The strongest is never strong enough to be master all the time, unless he transforms force into right and obedience into duty. Hence the right of the strongest, a right that seems like something intended ironically and is actually established as a basic principle. But will no one explain this word to me?Force is a physical power; I fail to see what morality can result from its effects.To give in to force is an act of necessity, not of will. At most, it is an act of prudence. In what sense could it be a duty?

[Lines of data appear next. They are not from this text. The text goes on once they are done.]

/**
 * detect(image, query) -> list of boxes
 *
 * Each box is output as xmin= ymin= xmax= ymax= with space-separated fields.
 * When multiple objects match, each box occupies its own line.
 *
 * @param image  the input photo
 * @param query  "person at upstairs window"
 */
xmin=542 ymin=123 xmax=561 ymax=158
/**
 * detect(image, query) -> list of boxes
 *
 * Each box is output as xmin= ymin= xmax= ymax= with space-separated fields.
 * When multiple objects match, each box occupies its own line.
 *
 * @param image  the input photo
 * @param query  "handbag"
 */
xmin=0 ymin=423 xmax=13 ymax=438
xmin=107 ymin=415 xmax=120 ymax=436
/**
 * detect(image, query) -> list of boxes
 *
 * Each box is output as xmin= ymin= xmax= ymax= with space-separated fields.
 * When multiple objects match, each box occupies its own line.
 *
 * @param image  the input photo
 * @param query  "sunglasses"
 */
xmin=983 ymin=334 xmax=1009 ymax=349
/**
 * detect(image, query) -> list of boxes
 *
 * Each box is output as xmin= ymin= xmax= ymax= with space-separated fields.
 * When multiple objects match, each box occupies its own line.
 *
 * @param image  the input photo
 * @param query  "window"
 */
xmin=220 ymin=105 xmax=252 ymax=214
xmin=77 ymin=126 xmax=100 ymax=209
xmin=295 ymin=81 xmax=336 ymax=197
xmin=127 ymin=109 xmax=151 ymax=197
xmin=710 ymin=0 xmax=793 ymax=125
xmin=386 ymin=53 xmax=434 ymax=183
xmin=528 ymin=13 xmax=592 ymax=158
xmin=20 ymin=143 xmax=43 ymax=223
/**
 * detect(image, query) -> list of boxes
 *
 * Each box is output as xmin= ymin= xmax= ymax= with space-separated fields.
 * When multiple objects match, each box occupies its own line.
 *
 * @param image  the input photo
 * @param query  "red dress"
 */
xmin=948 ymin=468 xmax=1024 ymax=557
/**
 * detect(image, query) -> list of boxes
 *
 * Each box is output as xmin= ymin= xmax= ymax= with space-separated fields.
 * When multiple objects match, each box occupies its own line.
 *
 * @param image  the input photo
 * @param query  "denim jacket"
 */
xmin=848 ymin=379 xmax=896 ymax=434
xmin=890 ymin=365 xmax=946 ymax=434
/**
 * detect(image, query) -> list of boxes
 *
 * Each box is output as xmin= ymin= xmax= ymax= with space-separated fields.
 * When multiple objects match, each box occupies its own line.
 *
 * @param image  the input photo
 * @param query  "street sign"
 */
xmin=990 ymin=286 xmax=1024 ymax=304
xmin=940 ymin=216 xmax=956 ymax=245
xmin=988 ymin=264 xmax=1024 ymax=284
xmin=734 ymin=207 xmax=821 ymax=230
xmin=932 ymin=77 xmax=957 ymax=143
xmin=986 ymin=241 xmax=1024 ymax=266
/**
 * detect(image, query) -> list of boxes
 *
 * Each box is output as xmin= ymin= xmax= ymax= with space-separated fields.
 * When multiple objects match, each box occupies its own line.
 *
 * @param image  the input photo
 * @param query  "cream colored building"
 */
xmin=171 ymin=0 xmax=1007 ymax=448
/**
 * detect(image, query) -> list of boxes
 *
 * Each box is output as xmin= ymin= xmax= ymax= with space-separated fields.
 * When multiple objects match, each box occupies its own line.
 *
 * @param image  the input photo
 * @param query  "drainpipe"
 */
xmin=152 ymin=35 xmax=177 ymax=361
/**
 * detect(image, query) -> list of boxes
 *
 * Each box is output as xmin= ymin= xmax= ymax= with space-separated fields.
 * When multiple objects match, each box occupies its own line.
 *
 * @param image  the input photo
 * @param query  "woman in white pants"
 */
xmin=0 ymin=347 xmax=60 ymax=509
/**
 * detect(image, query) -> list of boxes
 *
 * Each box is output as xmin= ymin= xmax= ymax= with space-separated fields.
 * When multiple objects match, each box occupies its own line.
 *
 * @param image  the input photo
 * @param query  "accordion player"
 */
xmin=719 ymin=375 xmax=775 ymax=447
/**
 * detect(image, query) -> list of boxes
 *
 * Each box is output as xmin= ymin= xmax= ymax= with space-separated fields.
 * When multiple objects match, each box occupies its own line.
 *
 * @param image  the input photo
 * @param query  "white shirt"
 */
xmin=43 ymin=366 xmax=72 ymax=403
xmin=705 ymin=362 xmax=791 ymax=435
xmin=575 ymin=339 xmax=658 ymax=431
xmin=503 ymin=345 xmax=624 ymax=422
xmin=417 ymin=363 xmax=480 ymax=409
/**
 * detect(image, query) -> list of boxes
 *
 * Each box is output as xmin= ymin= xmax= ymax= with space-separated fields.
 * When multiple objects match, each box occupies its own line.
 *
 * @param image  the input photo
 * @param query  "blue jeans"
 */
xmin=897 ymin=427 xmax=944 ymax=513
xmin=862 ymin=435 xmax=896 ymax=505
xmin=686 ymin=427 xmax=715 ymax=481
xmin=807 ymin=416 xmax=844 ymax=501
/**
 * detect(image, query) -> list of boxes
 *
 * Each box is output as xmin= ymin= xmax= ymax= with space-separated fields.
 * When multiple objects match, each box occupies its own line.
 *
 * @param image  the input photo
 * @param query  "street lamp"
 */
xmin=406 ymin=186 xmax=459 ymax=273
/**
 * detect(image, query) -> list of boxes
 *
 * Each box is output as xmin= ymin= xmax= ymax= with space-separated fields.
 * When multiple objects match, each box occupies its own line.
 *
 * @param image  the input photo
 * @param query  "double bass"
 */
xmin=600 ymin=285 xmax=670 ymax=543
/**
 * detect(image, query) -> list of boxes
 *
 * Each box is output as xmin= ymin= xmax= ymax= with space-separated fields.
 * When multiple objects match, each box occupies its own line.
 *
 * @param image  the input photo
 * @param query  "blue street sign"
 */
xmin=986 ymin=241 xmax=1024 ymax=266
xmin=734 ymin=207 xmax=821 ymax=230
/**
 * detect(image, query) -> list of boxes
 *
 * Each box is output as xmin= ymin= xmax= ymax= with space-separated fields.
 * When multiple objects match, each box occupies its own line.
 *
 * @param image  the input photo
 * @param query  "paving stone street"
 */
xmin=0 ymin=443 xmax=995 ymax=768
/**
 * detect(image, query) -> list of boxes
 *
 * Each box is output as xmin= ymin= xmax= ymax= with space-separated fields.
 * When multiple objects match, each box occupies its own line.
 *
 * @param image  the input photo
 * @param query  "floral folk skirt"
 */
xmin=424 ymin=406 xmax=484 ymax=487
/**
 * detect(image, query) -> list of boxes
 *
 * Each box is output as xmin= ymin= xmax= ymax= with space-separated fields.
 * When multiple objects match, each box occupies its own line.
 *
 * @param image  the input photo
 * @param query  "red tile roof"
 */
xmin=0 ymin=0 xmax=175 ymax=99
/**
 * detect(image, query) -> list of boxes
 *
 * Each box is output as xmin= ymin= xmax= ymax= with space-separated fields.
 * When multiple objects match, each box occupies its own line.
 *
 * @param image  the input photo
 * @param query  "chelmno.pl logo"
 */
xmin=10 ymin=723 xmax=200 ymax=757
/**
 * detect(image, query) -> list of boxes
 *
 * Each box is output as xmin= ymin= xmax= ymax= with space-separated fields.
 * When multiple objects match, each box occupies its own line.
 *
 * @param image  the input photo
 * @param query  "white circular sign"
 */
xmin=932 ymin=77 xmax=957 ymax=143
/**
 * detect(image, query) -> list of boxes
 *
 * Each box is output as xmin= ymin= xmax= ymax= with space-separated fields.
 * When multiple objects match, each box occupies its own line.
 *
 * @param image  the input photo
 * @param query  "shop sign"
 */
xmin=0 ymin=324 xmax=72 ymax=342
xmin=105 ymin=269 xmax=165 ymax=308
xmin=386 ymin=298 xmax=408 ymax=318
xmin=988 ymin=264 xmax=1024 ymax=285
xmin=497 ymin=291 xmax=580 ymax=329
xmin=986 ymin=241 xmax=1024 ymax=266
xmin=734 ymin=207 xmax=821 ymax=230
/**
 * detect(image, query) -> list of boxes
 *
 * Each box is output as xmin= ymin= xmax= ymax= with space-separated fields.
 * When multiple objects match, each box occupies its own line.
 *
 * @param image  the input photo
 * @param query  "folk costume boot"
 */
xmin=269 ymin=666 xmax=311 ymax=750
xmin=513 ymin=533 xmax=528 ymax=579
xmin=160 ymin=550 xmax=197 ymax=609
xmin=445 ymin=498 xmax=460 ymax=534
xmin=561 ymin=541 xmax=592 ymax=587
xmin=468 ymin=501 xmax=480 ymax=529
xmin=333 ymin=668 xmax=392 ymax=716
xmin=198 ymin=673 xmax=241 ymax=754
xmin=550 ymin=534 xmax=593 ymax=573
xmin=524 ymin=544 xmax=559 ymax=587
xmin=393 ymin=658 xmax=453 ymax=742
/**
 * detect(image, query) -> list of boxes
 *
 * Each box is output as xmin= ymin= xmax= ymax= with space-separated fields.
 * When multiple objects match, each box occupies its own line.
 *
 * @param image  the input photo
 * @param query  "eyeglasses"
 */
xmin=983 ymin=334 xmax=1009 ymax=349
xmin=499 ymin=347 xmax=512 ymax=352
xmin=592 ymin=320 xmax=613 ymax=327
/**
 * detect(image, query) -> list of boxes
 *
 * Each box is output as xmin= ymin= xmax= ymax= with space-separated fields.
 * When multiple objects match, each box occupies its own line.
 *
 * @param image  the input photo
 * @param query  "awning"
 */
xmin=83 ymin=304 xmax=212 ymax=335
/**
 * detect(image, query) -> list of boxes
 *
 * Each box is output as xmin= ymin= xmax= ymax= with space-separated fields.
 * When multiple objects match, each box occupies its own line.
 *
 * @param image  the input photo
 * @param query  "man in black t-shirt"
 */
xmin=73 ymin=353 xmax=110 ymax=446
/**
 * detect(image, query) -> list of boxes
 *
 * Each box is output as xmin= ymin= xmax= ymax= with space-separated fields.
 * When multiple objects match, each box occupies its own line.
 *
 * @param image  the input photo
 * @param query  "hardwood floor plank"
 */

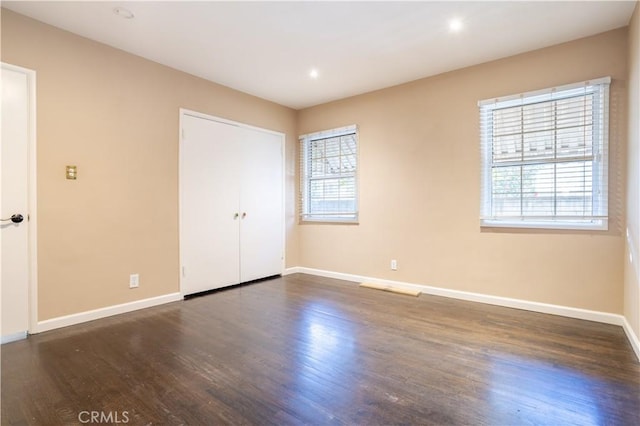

Let's suppose for a moment that there is a such thing as this alleged right...... For once force produces the right, the effect changes places with the cause. Every force that is superior to the first succeeds tot it's right. As soon as one can disobey with impunity, one can do so legitimately; and sine the strongest is always right, the only thing to do is to make oneself the strongest. If one must obey because of force, one need not to do so out of duty; and if one is no longer forced to obey one is no longer obliged. Clearly then the word "right" adds nothing to force. It is utterly meaningless.
Obey the powers that be.
Since no man has a natural authority over his fellow man, and since force does not give rise to any right, conventions therefore remain the basis of all legitimate authority among men.
If, says Grotius, a private individual can alienate his liberty and turn himself into the slave of a master, why could not an entire people alienate its liberty and turn itself into the subject of a king?
Even if each person can alienate himself, he cannot alienate his children. They are born men and free. Their liberty belongs to them; they alone have the right to dispose of it. Before they have reached the age of reason, their father can, in their name, stipulate conditions for their maintenance and for their well-being. But he cannot give them irrevocably and unconditionally, for such a gift is contrary to the ends of nature and goes beyond the rights of paternity. For an arbitrary government to be legitimate, it would therefore be necessary in each generation for the people to be master of its acceptance or rejection. But in that event this government would no longer be arbitrary.
Even if we were to suppose that there were this terrible right to kill everyone, I maintain that neither a person enslaved during wartime nor a conquered people bears any obligation whatever toward its master, except to obey him for as long as it is forced to do so.
Thus, from every point of view, the right of slavery is null, not simply because it is illegitimate, but because it is absurd and meaningless. These words, slavery and right, are contradictory. They are mutually exclusive. Whether it is the statement of one man to another man, or one man to a people, the following sort of talk will always be equally nonsensical. I make a convention with you which is wholly at your expense and wholly to my advantage; and, for as long as it pleases me, I will observe it and so will you.
I don't know if he's saying that we all should give in to forms of slavery or if he's saying to resist powerful.